Saturday, 24 October 2015

When It's Time to Sell (Portfolio Sale)

Is It Time to Sell Your Website, 4 Tips To Make A Good Sale
Source
October 2015 has been quite volatile so far. The beginning of the month saw a rapid recovery in the value of the DIY Income Investor portfolio, but it was followed quickly by more jitters, Currently the portfolio is showing a 3.3% gain over the first three weeks of the month but it is still showing a slight loss on 2015 as a whole. It's probably mainly due to China.

But there has been an interesting development in the portfolio - resulting in a sale.


Targeting high-yield securities has its hazards. You need to check two main things:
  • Does the dividend (or interest stream) look sustainable? and 
  • What has spooked the market?
The high yield is often due to a drop in price following a loss of confidence by the market. If you are not sure what the problem is, you should not buy it. 'Retail' investors - like us - are usually the last to find out the real underlying situation.

In addition, you want income while you are holding the security - while you are waiting for a recovery in the price. This is the essential consideration that separates the DIY Income Investor approach from straight 'value investing'.

Today's case-in-point is one where I nearly got it right, but UK political decisions sabotaged the investment.

I bought Infinis Energy (LSE:INFI) in June 2014. Although I have always been a bit skeptical about the financial viability of alternative energy sources, I have always tried to live in a reasonably 'sustainable' way. Infinis had - in addition to a nice yield - the attraction of being based around the capture of methane from rubbish sites - one of the cheapest sources of alternative energy. It was also developing on-shore wind power generation.

As I noted at the time: "Although the UK Government has made commitments on the future share of renewable energy, I doubt that these will actually be met, as the costs are likely to be too high - both financially and politically."

However, I reasoned that this company had essentially been floated with the intention of attracting a quick take-over offer from one of the larger energy companies, which would want to expand it's own 'alternative energy' portfolio.

I reviewed the situation in June 2015, concluding that the prospects for a take-over continued to appear good, although some commentators thought that the dividend was unsustainable.

Then came the new Conservative Government.
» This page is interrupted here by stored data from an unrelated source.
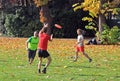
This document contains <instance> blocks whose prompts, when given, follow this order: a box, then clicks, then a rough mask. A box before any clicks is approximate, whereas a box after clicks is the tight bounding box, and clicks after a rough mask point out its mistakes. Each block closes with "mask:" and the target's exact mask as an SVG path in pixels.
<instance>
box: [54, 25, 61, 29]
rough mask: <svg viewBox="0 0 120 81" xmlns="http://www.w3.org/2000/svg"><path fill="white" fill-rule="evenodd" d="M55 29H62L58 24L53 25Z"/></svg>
mask: <svg viewBox="0 0 120 81" xmlns="http://www.w3.org/2000/svg"><path fill="white" fill-rule="evenodd" d="M54 26H55V27H56V28H58V29H61V28H62V26H60V25H59V24H55V25H54Z"/></svg>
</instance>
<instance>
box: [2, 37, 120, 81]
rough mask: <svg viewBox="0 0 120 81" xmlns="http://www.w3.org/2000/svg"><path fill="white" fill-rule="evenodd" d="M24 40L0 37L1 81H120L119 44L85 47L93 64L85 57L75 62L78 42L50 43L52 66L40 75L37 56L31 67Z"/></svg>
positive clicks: (73, 40) (49, 67) (89, 46)
mask: <svg viewBox="0 0 120 81" xmlns="http://www.w3.org/2000/svg"><path fill="white" fill-rule="evenodd" d="M25 41H26V38H3V37H0V81H120V46H118V45H86V46H85V50H86V53H88V54H89V56H90V57H92V59H93V62H92V63H89V62H88V59H86V58H85V57H84V56H83V55H82V54H79V58H78V61H77V62H72V60H73V58H71V57H72V56H74V54H75V48H74V44H75V42H76V41H75V39H54V40H53V41H52V42H49V47H48V48H49V49H48V51H49V53H50V54H51V57H52V63H51V65H50V66H49V68H48V69H47V74H38V73H37V63H38V57H37V55H36V58H35V60H34V62H33V64H32V65H29V64H28V61H27V60H28V59H27V51H26V50H25ZM45 62H46V60H44V61H43V65H44V64H45ZM42 67H44V66H42Z"/></svg>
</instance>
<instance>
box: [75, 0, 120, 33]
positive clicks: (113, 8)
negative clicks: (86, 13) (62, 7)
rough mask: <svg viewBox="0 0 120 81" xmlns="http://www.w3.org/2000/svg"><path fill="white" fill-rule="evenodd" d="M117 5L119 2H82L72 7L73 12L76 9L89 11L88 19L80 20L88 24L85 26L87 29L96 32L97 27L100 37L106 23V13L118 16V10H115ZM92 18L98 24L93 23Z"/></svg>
mask: <svg viewBox="0 0 120 81" xmlns="http://www.w3.org/2000/svg"><path fill="white" fill-rule="evenodd" d="M119 4H120V1H119V0H84V2H83V3H76V4H74V5H73V7H74V11H76V10H78V9H83V10H84V11H89V15H90V17H84V18H83V19H82V20H83V21H88V22H90V23H89V24H88V25H87V26H86V27H88V28H89V29H94V30H95V31H96V30H97V28H95V26H97V27H98V30H99V32H100V35H101V33H102V31H103V24H105V23H106V17H107V16H109V14H108V13H112V15H114V14H118V11H119V8H117V6H118V5H119ZM94 18H98V21H99V22H98V23H97V22H96V21H94ZM93 22H94V23H93ZM95 24H97V25H95Z"/></svg>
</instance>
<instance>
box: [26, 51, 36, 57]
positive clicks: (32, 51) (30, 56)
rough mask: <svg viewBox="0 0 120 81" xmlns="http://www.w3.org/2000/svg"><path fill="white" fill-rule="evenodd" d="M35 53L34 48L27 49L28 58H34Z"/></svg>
mask: <svg viewBox="0 0 120 81" xmlns="http://www.w3.org/2000/svg"><path fill="white" fill-rule="evenodd" d="M35 55H36V50H35V51H34V50H30V49H28V58H29V59H30V58H32V59H34V58H35Z"/></svg>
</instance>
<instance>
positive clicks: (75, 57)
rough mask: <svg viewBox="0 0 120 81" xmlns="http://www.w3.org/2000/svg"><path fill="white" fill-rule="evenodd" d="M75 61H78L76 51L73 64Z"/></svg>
mask: <svg viewBox="0 0 120 81" xmlns="http://www.w3.org/2000/svg"><path fill="white" fill-rule="evenodd" d="M77 59H78V52H77V51H76V54H75V59H74V62H76V61H77Z"/></svg>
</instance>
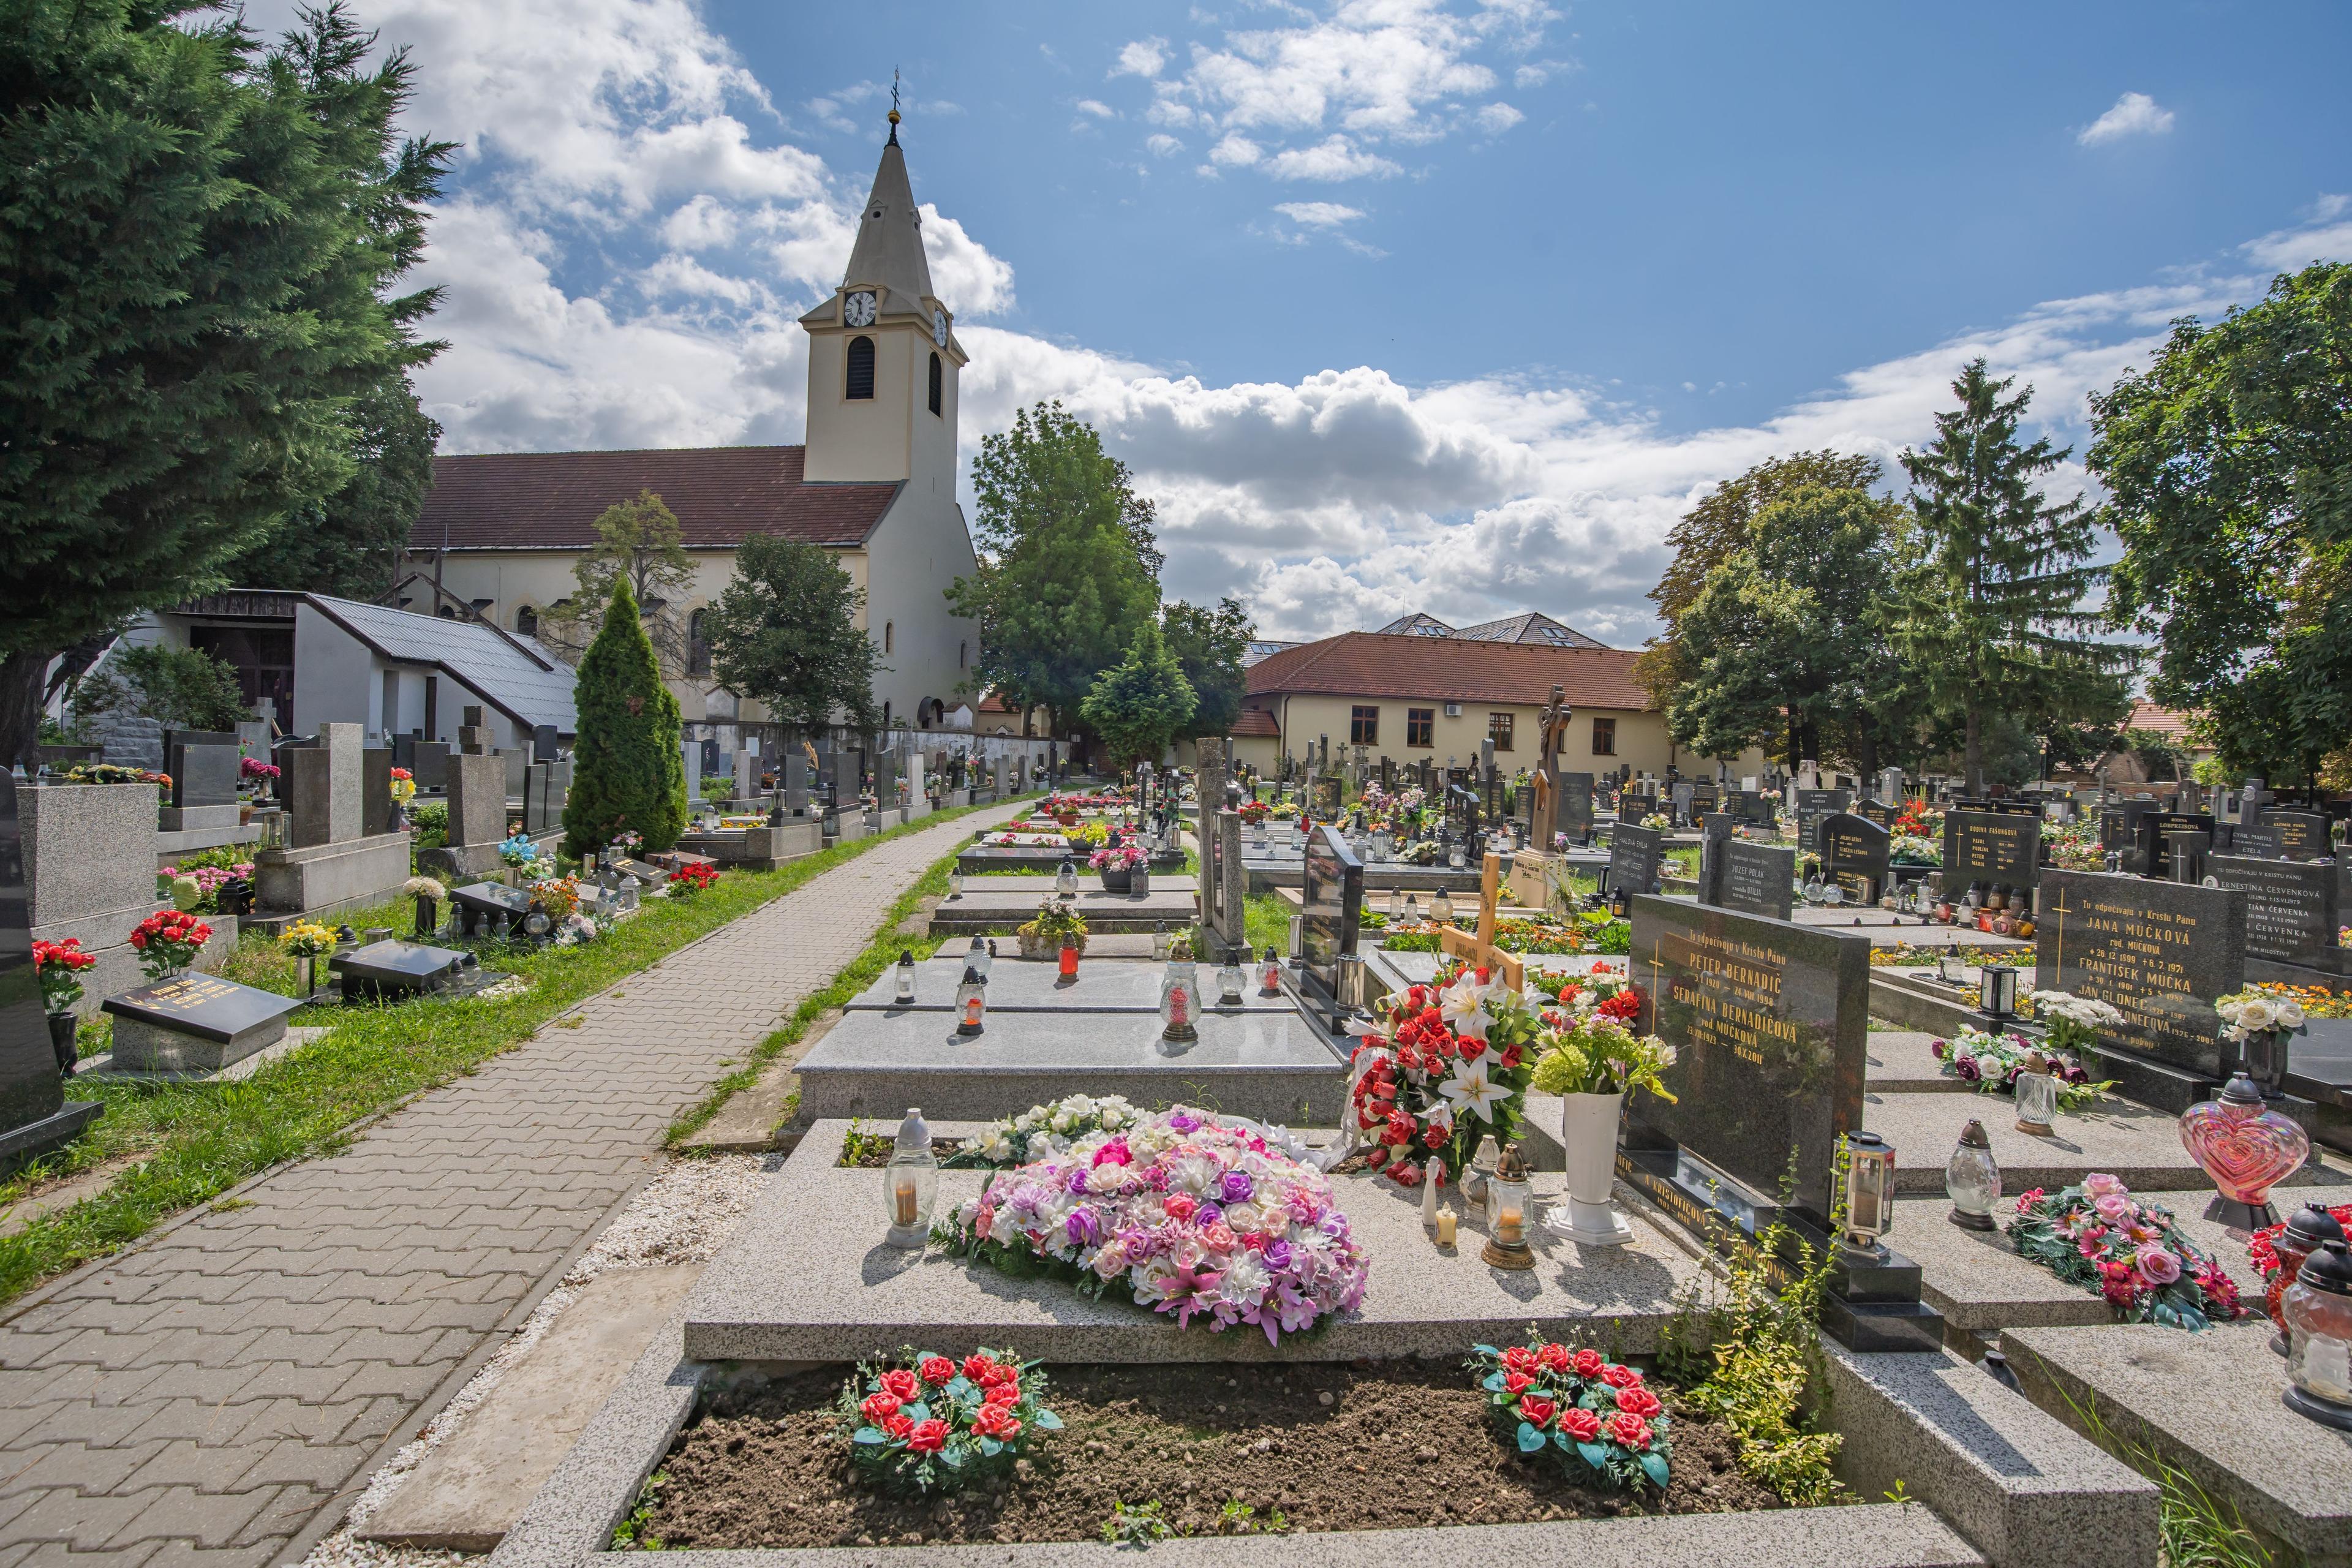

Part of the painful - but necessary - cost-cutting was identified as subsidies to alternative energy. Although I don't think this directly affected landfill gas power generation, it did cast a dark shadow over the sector as a whole, particularly wind power. Naturally, the market lost interest and the share price of Infinis dropped. Any firm thinking of a take-over offer would have thought again.

The final act of this sad (for me) story was a sudden jump in the price of nearly 40%. The cause was a recommended acquisition offer from Monterey Capital. This is another 'Terra Firma' company - the company that had floated Infinis. Terra Firma say that recent regulatory changes mean that it will be easier to monetise the assets as a private company, which probably means breaking it up and selling off bits to different buyers.

Anyway, this offer provided an escape route at a capital loss of around 15%, a fair chunk of which would have been compensated for by the dividends already received.

It's a disappointing story but not a complete disaster. The moral might be summed up as: beware investments that are overly sensitive to government regulatory decisions.

[Sale price £183.2]



I am not a financial adviser and the information provided does not constitute financial advice. You should always do your own research on top of what you learn here to ensure that it's right for your specific circumstances.

1 comment:

  1. Have you looked at TRIG, an IT? A bit more geographically diversified and also diversified across more than one renewable technology. Has held up pretty well and has if I recall, reported that the government changes (shortsighted and stupid as they are for pulling the rug out too quickly) should not impact their business model much.